CHARLESTON, S.C. (WCBD) – On January 1, 1863, President Lincoln issued the Emancipation Proclamation, and to celebrate this historic day, Saturday, Charleston hosted its 156th annual Emancipation Proclamation Parade.
“I can’t even imagine where we would be as a people if the Proclamation wasn’t signed,” Robert Crawford, president of the Emancipation Proclamation Association, said.
The parade honors the pivotal document issued by President Lincoln nearly 160 years ago.
“The city of Charleston is the only place in America where there has been a parade to honor the Emancipation Proclamation for 156 years running,” Mayor John Tecklenburg said. “It’s pretty remarkable.”
This year was even more special because 2020 Olympic silver-medalist, and Burke High School graduate, Raven Saunders served as grand marshal.
“We’re excited about her involvement in this year’s parade and it gives us a chance to really change the attitude of Charleston in many ways,” Crawford said.
Organizers say this event educates the community and instills a sense of pride in the history of African Americans in the Lowcountry.
“From where we’ve come from,” Crawford said. “No jobs, no money, no education, to people now who have doctorates, a President of the United States. We’ve got a lot to be proud of.”

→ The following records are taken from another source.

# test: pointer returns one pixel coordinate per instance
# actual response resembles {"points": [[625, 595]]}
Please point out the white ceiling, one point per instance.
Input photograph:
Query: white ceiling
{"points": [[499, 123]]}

Some feel the parade can serve as a catalyst to create more change moving forward.
“It’s a wonderful thing to celebrate,” Unitarian minister Nathan Woodliff-Stanley said. “It’s been going on for such a long time as part of the history of this place. And I think a place that has that much history is a great place to make history.”
The parade concluded at the site of the International African American Museum, which is scheduled to open this year.